Suppose $f:\mathbb{R}^2\to\mathbb{R}$ is a smooth function. Suppose that disturbing one variables changes the function value much more than disturbing the other variable, $$ |f(x+\varepsilon,y)-f(x,y)| \gg |f(x,y+\varepsilon)-f(x,y)| \,. $$ This poor scaling property challenges computer solvers to find the roots of $f$, see here for Matlab. The matlab team suggests to rescale the function such that
''each coordinate has about the same effect on the objective function''.
Example (from Mathwork). A poorly scaled function is $f(x,y)= 10^6 x^2 + 10^{-6}y^2$. Instead, we can try to solve $g(x,y)=0$ where $g(x,y)= f\left(\begin{pmatrix} 10^{-3} & 0 \\ 0 & 10^3 \end{pmatrix}\begin{pmatrix}x \\y\end{pmatrix}\right)=f(10^{-3}x,10^3y)$.

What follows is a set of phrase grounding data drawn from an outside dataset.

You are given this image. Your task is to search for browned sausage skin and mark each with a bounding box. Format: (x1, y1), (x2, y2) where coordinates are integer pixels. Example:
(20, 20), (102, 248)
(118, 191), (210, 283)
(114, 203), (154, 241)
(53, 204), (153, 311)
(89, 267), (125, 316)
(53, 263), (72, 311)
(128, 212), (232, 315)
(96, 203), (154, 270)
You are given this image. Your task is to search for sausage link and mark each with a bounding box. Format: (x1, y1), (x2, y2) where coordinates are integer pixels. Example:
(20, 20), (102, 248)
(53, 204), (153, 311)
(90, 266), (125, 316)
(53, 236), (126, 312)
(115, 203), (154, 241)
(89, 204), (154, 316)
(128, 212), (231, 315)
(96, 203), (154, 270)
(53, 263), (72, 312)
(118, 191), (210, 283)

Question: Is there a more general approach to rescale a function? In Mathwork's example, $\begin{pmatrix} 10^{-3} & 0 \\ 0 & 10^3 \end{pmatrix}$ is pretty obvious but how could one come up with a suitable rescaling if the problem isn't that obvious? Is there a general hint on how I can equalize the effect of input variables on the function value?

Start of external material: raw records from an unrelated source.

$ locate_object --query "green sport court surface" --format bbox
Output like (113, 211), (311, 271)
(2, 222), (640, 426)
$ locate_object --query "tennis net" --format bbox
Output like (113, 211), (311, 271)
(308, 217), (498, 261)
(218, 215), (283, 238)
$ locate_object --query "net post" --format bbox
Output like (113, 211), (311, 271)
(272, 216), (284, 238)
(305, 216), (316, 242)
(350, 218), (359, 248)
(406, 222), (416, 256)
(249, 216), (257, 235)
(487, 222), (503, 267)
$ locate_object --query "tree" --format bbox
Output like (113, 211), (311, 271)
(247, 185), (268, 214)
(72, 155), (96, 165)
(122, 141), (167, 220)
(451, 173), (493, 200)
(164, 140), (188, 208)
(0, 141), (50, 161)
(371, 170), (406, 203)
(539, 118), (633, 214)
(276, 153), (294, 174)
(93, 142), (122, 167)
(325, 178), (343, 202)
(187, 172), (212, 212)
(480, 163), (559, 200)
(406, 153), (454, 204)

While my question is a bit more general, it originates from my problem of finding the roots of \begin{align*} f(x,y) = \begin{pmatrix} \left(\frac{c_1c_3 }{c_1-c_2}\left(\frac{c_2 c_3}{(y-c_6)(c_1-c_2)}\right)^{-\frac{c_2}{c_1}} +c_6 \right) \frac{c_2}{c_1}x^{c_2-c_1}+\frac{x^{1-c_1}}{c_1c_5}-y \\ \left(\frac{c_1c_3 }{c_1-c_2}\left(\frac{c_2 c_3}{(y-c_6)(c_1-c_2)}\right)^{-\frac{c_2}{c_1}} +c_6\right) x^{c_2}+ c_5x - c_7-yx^{c_1} \end{pmatrix}, \end{align*} where all the $c_i$ are a bunch of constants. I asked Matlab to minimise $\|f\|$ but that turned out to be poorly scaled.
Here's an ad-hoc idea for if you function is Lipschitz-smooth.
In a sense, the issue of scaling stems from the fact that you've got very different Lipschitz constants in each component of your function. In particular, I mean that if we look at the restriction of $f$ in its first component and guesstimate its Lipschitz constant $L_x$, that number may be very different than if we looked at the restriction of $f$ in its second component $L_y$. To alleviate this issue, if we rescale each input component by the inverse of the respective Lipschitz constants, we should get an improvement. In math, this means we rescale by $(x,y)\mapsto f(\frac{x}{L_x},\frac{y}{L_y})$.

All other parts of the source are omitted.